A BMF clarification gives guidance on merchant operations and the TTF has issued information to its members and a survey which can be accessed at Covid-19. The Construction Leadership Council has published a safe working document - Construction Site Operating Guidelines - for construction sites.
Many large UK timber sector companies are now on reduced operations – Britain’s largest sawmiller BSW Timber has suspended primary production on its sites and is focusing on supplying pallet manufacturers which have very high demand.
Timber engineering giant Donaldson Timber Engineering is among many companies to also suspend production and operate skeleton management and design staff to support customers. So all in all, the UK timber industry has moved into a responsible operations mode at vastly reduced operational capacity levels.
With so much uncertainty for businesses on the timescale of the current situation, connecting with each other is more important than ever.
Encouraging stories and tips on how companies can temporarily adapt their operations are good to share. We interviewed Germany’s Moralt AG, a large door blank supplier to the UK, about how the company has reorganised its operations to ensure continued operation. They have some very clever ideas about workforce organisation – read here.
I’m sure there are other such stories out there – and we’d love to hear them. Sharing ideas and supporting each other at this time is very important, no matter how seemingly trivial. Competition goes out the window really and as an industry we need to stick together to come through this.
You can share you stories and news with my colleague Simon Hastelow at email@example.com.

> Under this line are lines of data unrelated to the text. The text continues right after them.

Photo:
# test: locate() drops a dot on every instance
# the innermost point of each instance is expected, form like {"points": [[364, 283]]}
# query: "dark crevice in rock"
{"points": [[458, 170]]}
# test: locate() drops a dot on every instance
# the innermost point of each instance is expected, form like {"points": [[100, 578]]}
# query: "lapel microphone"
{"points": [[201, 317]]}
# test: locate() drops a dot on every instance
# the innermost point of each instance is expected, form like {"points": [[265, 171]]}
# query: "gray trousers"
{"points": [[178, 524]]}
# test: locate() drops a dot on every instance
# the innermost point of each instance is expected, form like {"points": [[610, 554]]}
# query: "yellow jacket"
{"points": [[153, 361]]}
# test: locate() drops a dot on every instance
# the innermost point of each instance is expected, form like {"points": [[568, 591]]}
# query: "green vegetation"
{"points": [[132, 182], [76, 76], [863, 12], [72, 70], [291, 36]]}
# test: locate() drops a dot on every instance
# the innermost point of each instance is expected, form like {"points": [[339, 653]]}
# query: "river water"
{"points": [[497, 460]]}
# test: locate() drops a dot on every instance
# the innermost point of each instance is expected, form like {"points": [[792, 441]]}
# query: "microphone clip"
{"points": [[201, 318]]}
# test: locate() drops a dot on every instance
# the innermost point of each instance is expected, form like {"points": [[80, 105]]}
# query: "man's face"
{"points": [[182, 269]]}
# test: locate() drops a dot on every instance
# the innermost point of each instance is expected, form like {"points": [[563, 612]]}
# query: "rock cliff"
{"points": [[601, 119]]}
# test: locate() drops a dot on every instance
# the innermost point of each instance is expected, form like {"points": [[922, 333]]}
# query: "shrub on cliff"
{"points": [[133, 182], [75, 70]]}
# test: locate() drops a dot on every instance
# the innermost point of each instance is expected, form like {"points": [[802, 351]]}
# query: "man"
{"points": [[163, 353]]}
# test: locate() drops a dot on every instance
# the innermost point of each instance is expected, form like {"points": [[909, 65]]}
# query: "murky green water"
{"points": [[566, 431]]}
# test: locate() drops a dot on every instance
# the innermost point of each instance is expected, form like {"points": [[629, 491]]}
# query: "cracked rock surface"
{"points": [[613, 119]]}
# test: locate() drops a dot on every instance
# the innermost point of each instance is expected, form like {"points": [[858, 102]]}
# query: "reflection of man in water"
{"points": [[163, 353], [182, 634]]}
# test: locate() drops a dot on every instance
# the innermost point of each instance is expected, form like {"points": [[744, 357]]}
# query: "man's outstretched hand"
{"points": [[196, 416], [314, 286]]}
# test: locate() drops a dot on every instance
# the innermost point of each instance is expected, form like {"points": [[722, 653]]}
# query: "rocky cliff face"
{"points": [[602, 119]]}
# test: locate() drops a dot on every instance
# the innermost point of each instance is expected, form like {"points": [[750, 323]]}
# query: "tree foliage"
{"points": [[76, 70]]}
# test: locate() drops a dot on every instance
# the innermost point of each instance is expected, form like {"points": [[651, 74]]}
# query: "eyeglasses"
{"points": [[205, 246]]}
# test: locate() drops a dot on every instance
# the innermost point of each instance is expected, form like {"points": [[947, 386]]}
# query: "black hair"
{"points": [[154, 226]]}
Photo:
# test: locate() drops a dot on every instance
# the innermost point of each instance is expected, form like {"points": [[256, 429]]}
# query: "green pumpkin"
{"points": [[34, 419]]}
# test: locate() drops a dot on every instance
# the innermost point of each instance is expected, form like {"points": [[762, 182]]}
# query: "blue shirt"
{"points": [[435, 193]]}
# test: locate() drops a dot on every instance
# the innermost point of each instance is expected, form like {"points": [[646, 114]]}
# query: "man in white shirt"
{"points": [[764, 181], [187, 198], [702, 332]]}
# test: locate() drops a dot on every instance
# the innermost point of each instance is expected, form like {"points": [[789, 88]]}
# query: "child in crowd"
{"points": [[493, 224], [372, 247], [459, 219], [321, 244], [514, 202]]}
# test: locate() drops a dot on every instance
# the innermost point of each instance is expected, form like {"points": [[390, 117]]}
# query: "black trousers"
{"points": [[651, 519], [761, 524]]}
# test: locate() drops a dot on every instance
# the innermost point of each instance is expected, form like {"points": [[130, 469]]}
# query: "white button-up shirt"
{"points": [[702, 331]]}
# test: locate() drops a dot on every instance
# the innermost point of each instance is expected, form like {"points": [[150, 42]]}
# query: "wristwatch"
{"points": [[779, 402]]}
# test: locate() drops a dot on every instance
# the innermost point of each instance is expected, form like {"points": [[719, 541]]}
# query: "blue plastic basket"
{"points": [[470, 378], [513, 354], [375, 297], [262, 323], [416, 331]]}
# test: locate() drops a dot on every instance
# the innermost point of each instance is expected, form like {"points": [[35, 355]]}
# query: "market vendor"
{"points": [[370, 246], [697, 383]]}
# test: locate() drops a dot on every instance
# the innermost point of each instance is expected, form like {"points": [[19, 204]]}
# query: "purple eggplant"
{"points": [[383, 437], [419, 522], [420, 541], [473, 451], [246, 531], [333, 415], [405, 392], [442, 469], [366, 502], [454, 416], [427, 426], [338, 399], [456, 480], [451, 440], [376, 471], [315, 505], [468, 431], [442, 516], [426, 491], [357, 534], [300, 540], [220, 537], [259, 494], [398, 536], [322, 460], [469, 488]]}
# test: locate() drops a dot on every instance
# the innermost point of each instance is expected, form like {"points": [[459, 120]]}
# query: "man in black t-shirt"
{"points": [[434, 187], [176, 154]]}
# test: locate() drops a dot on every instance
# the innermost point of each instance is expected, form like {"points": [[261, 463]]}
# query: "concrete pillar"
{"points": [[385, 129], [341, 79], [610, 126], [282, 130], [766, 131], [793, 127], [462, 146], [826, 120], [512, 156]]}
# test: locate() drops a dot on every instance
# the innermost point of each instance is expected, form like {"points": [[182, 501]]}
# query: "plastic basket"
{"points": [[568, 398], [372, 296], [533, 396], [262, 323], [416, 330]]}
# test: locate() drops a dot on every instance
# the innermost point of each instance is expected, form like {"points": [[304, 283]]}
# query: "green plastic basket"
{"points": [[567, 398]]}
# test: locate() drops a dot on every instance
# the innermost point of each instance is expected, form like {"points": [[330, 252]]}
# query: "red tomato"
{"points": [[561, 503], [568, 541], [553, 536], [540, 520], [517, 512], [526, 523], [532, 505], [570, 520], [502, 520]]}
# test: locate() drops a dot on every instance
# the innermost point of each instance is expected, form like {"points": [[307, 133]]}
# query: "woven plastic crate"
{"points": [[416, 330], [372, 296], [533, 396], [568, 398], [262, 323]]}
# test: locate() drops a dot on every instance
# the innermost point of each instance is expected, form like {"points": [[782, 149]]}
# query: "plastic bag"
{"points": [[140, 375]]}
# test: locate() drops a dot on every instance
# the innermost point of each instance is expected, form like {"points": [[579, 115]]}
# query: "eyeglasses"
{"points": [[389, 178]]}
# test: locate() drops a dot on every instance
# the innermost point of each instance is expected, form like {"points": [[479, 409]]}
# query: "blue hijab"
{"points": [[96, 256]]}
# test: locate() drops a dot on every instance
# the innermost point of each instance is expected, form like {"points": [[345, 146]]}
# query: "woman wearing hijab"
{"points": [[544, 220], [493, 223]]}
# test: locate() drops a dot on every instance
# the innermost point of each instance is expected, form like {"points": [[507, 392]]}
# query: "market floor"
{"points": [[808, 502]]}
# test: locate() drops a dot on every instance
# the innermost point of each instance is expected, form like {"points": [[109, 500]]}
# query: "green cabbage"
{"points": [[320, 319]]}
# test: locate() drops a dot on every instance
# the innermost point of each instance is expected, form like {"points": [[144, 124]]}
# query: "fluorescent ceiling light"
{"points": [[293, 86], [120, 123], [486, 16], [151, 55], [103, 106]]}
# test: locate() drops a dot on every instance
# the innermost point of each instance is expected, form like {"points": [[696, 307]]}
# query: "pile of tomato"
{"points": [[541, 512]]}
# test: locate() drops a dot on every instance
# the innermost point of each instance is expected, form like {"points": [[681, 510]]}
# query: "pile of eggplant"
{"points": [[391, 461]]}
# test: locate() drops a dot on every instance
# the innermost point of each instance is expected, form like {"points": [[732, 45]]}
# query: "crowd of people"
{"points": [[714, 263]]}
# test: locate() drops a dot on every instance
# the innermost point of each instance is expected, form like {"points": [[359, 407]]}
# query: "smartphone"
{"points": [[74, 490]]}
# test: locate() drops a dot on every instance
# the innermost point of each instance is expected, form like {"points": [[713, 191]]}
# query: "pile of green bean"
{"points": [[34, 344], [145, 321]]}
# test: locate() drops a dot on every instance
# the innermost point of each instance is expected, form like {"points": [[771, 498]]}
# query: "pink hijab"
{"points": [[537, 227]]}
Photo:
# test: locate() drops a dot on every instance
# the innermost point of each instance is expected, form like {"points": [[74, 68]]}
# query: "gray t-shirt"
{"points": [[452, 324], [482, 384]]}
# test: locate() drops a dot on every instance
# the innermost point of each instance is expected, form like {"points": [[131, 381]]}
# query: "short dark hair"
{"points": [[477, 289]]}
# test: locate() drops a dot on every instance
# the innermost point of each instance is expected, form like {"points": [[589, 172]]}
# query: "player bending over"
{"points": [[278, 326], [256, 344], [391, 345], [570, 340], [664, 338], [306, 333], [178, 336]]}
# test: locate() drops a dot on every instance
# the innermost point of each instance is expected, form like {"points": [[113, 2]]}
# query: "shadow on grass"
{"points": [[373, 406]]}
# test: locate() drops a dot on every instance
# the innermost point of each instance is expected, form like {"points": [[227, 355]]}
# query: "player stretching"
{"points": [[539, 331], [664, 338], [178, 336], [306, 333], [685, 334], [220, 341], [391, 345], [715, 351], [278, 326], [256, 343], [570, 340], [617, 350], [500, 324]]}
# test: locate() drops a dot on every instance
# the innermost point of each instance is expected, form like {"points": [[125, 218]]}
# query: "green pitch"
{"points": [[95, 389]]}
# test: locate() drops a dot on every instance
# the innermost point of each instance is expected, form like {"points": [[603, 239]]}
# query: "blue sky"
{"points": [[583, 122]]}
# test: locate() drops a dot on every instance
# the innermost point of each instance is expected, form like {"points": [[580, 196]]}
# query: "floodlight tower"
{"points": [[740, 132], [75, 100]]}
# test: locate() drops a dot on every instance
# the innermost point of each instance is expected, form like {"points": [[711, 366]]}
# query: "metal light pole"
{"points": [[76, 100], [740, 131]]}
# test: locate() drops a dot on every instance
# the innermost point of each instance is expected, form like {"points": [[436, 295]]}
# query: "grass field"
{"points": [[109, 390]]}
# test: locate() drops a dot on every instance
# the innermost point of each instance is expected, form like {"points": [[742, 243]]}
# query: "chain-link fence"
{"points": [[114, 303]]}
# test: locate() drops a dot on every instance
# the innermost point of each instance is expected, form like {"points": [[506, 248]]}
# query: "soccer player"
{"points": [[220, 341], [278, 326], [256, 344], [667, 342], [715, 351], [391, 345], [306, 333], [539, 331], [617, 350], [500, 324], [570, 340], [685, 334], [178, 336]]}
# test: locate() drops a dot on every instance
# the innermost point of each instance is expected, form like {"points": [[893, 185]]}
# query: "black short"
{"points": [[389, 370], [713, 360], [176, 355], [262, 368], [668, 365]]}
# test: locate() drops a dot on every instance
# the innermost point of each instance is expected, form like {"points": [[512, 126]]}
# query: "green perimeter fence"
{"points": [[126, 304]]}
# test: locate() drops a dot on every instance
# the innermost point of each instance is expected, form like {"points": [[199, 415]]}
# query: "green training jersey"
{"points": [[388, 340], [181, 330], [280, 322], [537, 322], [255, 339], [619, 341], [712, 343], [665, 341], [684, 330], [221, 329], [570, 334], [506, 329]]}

The timber industry is an incredibly resilient sector and has some great people working in It. I’m reminded of companies like Price & Pierce, which celebrated its 150th anniversary last year – it like several others have seen off two world wars in their history.
For us at TTJ, the Dartford office has had to temporarily close and the team is now working from home with remote access to our data servers and we can publish the magazine as normal. Our lines are on divert so feel free to give us a ring!
There may be some delays with the printed version as the printers adjust to new working arrangements, but digital copies will be emailed on time. We are going to make the digital issues more widely and freely available during this period, so more companies can benefit from TTJ news, market updates, opinions and features. It's important to stay connected.
There is no denying it is a challenging time for the timber industry but as the Prime Minister has said – we will get through it!